Systems Programming
People
Description
The course focuses on the features of the C language and libraries that are particularly useful in programming systems. This includes the memory model, input/output, modularization, its relevant language features, and its relation to the build process. The course will cover:
- Basic features of the C language, including basic types, literals, control structures, basic notion of expression operators and their precedence, structures, functions, parameter semantics, arrays.
- Advanced language features, including a deeper understanding of the memory model, structures and unions, pointers, memory management, execution model.
- Elements of the C standard library, including file I/O, formatted I/O, and memory allocation and deallocation.
- A brief introduction to C++.
- Multi-file projects as well the necessary notions related to the language and to the build process, including symbols, extern declarations, and their relations to compilation units and the linker.
- Modularization in C. Object-oriented programming in C.
- Using make to manage the build process and other non-trivial processes.
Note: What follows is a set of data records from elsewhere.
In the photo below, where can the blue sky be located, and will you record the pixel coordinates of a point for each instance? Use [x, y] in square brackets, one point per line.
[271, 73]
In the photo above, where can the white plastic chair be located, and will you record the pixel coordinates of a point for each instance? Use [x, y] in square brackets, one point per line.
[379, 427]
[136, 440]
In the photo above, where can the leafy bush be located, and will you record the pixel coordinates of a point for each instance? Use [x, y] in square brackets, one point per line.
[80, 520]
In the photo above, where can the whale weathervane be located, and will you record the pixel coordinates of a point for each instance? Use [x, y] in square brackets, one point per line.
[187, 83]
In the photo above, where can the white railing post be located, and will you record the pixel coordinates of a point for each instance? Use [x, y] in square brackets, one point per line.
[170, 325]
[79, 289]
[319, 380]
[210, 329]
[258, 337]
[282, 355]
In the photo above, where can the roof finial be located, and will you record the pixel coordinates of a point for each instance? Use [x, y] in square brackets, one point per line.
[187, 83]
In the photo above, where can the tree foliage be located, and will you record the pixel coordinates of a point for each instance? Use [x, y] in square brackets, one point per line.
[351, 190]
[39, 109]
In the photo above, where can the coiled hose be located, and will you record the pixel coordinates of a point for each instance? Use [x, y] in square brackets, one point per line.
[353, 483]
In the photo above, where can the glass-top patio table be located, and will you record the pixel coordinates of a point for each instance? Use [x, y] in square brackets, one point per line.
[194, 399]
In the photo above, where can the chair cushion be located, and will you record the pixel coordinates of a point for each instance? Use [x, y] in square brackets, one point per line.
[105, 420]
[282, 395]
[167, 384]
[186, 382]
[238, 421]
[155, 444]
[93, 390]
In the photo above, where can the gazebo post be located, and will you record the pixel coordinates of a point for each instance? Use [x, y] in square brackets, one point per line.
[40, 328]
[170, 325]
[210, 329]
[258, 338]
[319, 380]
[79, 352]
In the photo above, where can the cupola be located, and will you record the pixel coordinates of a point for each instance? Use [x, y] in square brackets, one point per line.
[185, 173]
- A minimal practical introduction to symbolic debugging.
- System interfaces: network primitives, asynchronous I/O, signals.
Objectives
What is systems programming? In a way it is just programming. But it is also more than that: it means developing programs that interact with other programs or "systems", as opposed to human users. Systems require specific interactions, usually with rigid formats. Systems also have non-trivial structures and architectures, with specific performance characteristics that might be crucially important for the programmer. Examples of such systems are database systems, networked systems, operating systems, specialized devices, special purpose processors, or even general purpose architectures with non trivial architectures (e.g., any non-trivial memory structure).
The primary language of systems programming is the C programming language. C and C++ are also very important application languages. This course is a practice-oriented introduction to programming in C and, to a limited extent, C++. The goal is not only to learn how to write good C programs, but also to understand their execution model in depth. This course does not require any previous knowledge of C, although it requires some elementary notions of computer programming.
Teaching mode
In presence
Learning methods
This is a practice-driven course. All topics are introduced and explained through concrete working examples.
Examination information
The evaluation is based on concrete programming problems, possibly with one or two homework assignments, but primarily with exams also consisting of programming exercises.